Pemeriksaan Emisi di Terminal Blok M Catat 30 Kendaraan Tidak Memenuhi Standar
Jakarta – Suku Dinas Lingkungan Hidup (LH) Jakarta Selatan bekerja sama dengan Satlantas Polres Metro Jakarta Selatan serta Dinas Perhubungan menggelar uji emisi di Pintu Keluar Terminal Blok M, Kebayoran Baru. Hasil pemeriksaan menunjukkan 30 unit kendaraan gagal memenuhi ambang batas emisi gas buang.
“Uji emisi menjadi bagian dari upaya pemerintah untuk meningkatkan kualitas udara di ibukota. Selain itu, ini juga memastikan kendaraan yang melintas memenuhi standar lingkungan,” jelas Kepala Seksi Pengendalian Pencemaran dan Kerusakan Lingkungan (PPKL) Sudin LH Jakarta Selatan, Tuty Ernawati Sapardin.

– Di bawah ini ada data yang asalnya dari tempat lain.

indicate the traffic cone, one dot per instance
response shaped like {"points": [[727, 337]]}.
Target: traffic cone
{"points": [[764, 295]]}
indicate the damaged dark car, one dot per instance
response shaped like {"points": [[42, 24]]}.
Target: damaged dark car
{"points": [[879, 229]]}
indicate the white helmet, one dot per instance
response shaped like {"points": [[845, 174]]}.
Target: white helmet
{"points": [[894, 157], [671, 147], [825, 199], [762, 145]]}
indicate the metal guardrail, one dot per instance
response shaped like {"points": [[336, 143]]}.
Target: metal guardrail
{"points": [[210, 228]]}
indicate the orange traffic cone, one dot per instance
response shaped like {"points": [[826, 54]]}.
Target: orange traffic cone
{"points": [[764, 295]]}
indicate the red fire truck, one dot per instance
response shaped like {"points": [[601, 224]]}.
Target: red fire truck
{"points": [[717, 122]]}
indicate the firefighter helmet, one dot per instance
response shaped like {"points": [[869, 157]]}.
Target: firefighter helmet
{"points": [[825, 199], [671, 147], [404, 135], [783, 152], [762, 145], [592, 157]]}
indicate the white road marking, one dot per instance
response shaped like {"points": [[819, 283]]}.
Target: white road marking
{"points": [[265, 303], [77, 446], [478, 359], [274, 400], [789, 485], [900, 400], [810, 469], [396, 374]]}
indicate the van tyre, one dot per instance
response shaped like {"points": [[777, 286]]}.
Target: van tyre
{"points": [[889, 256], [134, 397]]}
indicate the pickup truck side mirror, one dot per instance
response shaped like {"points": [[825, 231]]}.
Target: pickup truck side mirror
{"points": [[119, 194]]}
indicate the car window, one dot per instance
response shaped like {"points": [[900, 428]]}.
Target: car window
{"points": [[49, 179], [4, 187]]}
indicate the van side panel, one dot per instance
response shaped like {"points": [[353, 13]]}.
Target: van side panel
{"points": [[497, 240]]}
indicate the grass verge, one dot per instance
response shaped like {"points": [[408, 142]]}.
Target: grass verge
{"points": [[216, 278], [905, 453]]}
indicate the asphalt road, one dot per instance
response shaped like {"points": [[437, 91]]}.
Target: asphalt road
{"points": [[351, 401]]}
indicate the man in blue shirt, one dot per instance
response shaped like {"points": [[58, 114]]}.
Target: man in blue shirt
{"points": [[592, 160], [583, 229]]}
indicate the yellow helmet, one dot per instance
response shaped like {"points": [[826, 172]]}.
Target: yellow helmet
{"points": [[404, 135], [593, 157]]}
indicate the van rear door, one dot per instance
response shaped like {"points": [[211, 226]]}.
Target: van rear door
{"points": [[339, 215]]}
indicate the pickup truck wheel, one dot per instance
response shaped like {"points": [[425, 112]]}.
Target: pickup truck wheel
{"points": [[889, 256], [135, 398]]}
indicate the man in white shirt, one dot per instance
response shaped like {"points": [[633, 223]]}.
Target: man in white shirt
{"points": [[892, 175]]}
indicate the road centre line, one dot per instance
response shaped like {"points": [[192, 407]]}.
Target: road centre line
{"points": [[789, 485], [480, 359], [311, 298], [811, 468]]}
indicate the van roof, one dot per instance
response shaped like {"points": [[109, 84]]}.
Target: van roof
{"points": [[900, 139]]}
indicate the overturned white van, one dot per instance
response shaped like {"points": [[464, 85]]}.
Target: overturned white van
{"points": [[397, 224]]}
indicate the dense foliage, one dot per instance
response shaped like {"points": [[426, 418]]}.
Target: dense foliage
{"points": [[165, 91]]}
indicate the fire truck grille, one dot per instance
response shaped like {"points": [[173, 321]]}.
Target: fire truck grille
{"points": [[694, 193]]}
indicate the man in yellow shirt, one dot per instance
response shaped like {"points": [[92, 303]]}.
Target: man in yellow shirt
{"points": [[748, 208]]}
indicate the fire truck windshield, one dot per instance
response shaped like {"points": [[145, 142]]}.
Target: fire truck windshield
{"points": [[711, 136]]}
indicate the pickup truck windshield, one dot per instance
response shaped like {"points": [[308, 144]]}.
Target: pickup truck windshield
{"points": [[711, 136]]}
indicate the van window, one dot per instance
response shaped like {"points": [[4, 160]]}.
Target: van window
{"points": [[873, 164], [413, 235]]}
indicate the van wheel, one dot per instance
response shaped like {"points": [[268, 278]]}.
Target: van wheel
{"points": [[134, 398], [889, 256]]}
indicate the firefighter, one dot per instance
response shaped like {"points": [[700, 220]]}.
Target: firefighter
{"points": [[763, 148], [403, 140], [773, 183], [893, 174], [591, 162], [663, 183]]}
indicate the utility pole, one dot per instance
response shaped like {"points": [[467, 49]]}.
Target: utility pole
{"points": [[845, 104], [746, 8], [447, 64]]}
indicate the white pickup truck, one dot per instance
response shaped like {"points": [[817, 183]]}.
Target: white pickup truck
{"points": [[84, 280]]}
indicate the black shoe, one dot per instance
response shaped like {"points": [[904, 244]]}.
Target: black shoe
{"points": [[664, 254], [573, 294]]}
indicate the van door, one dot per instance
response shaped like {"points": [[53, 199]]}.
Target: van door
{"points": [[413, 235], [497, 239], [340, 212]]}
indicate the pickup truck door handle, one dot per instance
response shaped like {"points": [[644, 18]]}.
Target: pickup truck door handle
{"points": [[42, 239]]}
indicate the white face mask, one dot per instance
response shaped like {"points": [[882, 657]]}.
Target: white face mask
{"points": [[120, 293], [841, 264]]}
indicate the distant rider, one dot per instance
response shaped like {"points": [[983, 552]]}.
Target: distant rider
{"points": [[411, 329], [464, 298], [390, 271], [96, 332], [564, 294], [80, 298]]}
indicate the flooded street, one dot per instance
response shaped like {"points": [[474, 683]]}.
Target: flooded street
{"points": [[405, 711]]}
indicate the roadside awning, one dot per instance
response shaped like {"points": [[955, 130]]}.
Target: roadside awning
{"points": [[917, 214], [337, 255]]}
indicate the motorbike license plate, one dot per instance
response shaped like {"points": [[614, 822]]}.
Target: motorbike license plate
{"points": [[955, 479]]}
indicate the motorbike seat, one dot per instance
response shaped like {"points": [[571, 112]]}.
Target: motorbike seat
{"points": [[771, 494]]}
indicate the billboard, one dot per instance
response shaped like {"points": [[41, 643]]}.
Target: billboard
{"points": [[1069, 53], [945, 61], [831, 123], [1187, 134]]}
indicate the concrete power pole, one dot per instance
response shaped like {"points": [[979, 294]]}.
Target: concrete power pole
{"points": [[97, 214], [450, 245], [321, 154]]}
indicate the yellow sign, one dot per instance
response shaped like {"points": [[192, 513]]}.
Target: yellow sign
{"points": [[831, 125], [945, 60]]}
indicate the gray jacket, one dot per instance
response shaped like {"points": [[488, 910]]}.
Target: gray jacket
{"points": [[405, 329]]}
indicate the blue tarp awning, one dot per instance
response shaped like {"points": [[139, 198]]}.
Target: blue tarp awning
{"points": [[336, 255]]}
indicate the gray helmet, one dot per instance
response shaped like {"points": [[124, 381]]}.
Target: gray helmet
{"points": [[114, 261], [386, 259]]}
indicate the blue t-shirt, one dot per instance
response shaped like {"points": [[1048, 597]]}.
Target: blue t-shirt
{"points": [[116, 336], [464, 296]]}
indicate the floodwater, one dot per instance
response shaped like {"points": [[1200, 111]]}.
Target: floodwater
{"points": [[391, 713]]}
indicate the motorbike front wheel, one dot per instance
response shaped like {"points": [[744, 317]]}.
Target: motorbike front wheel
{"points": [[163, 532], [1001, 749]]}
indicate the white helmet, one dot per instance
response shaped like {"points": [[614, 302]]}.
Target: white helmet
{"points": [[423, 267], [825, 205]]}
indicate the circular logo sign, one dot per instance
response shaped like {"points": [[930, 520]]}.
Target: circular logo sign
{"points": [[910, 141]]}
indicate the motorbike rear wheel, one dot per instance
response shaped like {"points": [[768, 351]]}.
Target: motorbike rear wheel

Dalam kegiatan tersebut, petugas menguji sebanyak 130 kendaraan, termasuk sepeda motor dan mobil baik bahan bakar bensin maupun solar. Tuty menjelaskan penyebab kegagalan emisi bervariasi, seperti penggunaan knalpot bermodifikasi atau filter udara yang tidak terawat. Ia menegaskan kondisi kendaraan yang tidak optimal akan memperparah pemborosan bahan bakar.
Tuty menyarankan pengguna kendaraan untuk mengikuti layanan uji emisi gratis yang akan digelar di lokasi lain, atau menjalani servis berkala. Ia menekankan bahwa penggunaan standar kendaraan, seperti knalpot asli dan kaca spion lengkap, juga penting untuk keselamatan berkendara.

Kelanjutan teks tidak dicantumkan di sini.